High-Throughput Serving with vLLM on Ubuntu

laptop_mac macOS Sonoma Intermediate schedule 8 min read
Author by Alex Rivera • May 14, 2024

If you are building an application with multiple concurrent users, Ollama and LM Studio won't cut it. You need an enterprise-grade inference engine. You need vLLM.

Introduction

vLLM is a high-throughput and memory-efficient LLM serving engine. It uses a technique called PagedAttention to effectively manage attention keys and values, yielding 2-4x higher throughput than standard HuggingFace Transformers.

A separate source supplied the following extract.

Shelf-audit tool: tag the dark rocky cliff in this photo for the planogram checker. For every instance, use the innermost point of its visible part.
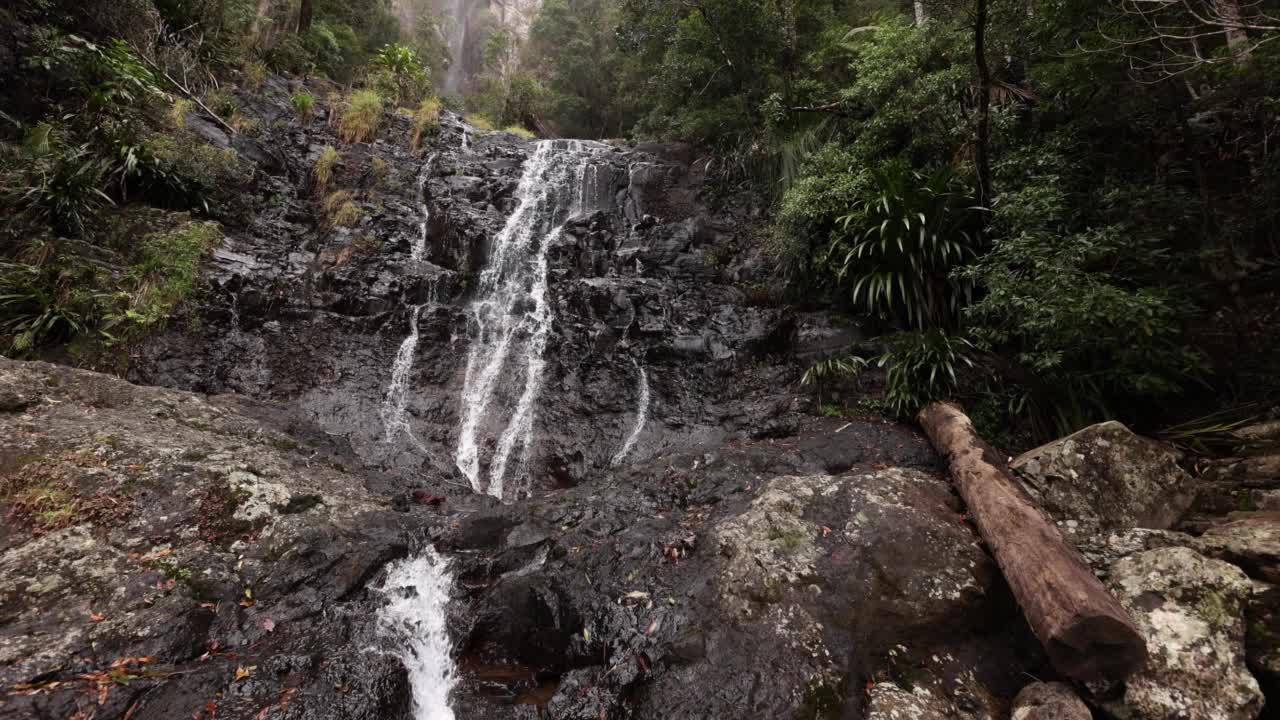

This guide assumes you are running a Linux server with at least one high-end NVIDIA GPU (e.g., RTX 3090, 4090, or A100).

Prerequisites

vLLM requires Python and CUDA. We highly recommend using a virtual environment like conda or standard venv.

Terminal
sudo apt update
sudo apt install python3-pip python3-venv

# Create and activate environment
python3 -m venv vllm-env
source vllm-env/bin/activate

Step 1 Installing vLLM

Install vLLM directly from PyPI. This will automatically pull down PyTorch and the necessary CUDA dependencies.

Terminal
pip install vllm

Step 2 Running an OpenAI-Compatible Server

vLLM natively supports the OpenAI API protocol. You can serve a model directly from the command line. We'll use Llama 3 8B as an example.

Terminal
python3 -m vllm.entrypoints.openai.api_server   --model meta-llama/Meta-Llama-3-8B-Instruct   --dtype auto   --api-key your-secret-key   --port 8000

Key Parameters Explained: - --model: The HuggingFace repository ID. vLLM will download it automatically. - --dtype auto: Automatically uses bfloat16 or float16 for maximum performance. - --api-key: Secures your endpoint so random internet users can't spam your GPU.

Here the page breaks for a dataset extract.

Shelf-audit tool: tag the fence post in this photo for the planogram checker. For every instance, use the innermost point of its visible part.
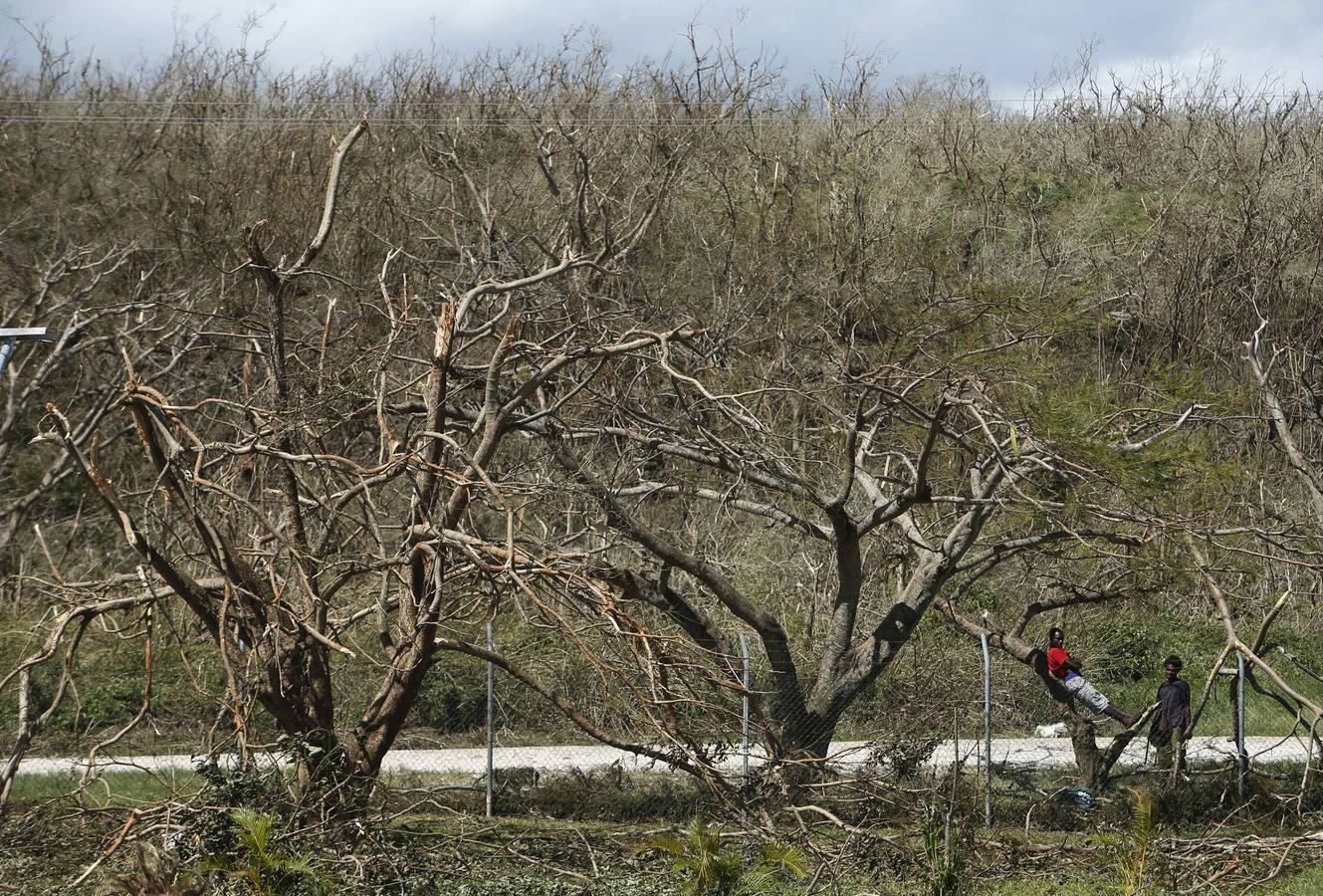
(1241, 756)
(491, 716)
(988, 724)
(744, 715)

Step 3 Connecting to the API

You can now hit this server using the standard OpenAI Python SDK, just by swapping the base_url.

Terminal
from openai import OpenAI

client = OpenAI(
    base_url="http://localhost:8000/v1",
    api_key="your-secret-key"
)

response = client.chat.completions.create(
    model="meta-llama/Meta-Llama-3-8B-Instruct",
    messages=[
        {"role": "user", "content": "Explain PagedAttention."}
    ],
)

print(response.choices[0].message.content)

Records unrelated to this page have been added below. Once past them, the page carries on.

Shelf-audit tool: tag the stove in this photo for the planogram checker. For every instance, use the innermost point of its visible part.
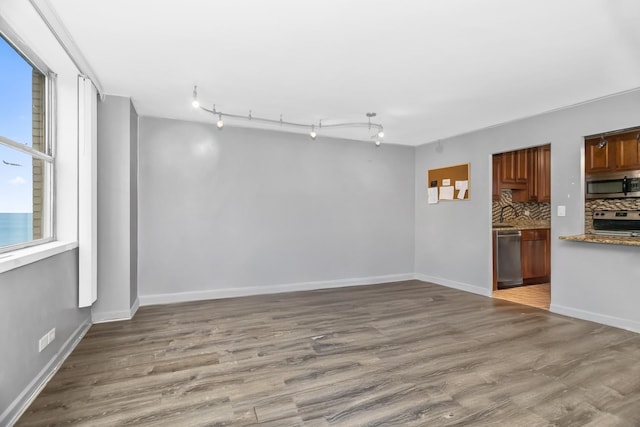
(616, 223)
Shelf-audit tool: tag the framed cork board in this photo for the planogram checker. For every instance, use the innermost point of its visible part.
(449, 183)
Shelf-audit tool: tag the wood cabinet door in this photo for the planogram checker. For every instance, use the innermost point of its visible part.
(513, 169)
(597, 159)
(522, 166)
(627, 148)
(535, 254)
(508, 167)
(495, 185)
(533, 187)
(544, 173)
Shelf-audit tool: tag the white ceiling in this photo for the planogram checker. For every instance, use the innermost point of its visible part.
(429, 69)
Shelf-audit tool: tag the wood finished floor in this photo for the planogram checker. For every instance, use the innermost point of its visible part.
(408, 353)
(534, 295)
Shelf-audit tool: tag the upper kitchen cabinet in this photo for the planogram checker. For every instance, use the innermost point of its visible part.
(598, 157)
(496, 189)
(627, 147)
(513, 169)
(544, 173)
(621, 152)
(539, 176)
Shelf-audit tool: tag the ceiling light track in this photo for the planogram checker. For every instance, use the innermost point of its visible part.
(313, 128)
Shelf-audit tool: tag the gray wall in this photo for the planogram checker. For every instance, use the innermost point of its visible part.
(597, 282)
(116, 191)
(133, 203)
(243, 211)
(34, 299)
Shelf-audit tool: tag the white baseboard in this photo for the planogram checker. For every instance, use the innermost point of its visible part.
(271, 289)
(11, 415)
(453, 284)
(115, 316)
(618, 322)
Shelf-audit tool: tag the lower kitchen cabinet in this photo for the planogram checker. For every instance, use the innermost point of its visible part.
(535, 254)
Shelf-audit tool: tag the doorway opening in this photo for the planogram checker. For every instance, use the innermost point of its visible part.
(521, 226)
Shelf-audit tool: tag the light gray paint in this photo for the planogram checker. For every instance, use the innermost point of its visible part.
(114, 209)
(133, 203)
(453, 240)
(34, 299)
(252, 208)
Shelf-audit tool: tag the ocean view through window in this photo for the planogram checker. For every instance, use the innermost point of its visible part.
(26, 164)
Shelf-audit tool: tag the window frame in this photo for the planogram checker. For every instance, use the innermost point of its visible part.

Step 4 Optimizing for Production

If you have multiple GPUs (e.g., two RTX 3090s), you can split a large 70B model across them using tensor parallelism. Just add the --tensor-parallel-size flag:

Terminal
python3 -m vllm.entrypoints.openai.api_server   --model meta-llama/Meta-Llama-3-70B-Instruct   --tensor-parallel-size 2

With vLLM running, your Linux server is now capable of handling dozens of concurrent requests simultaneously with zero latency degradation.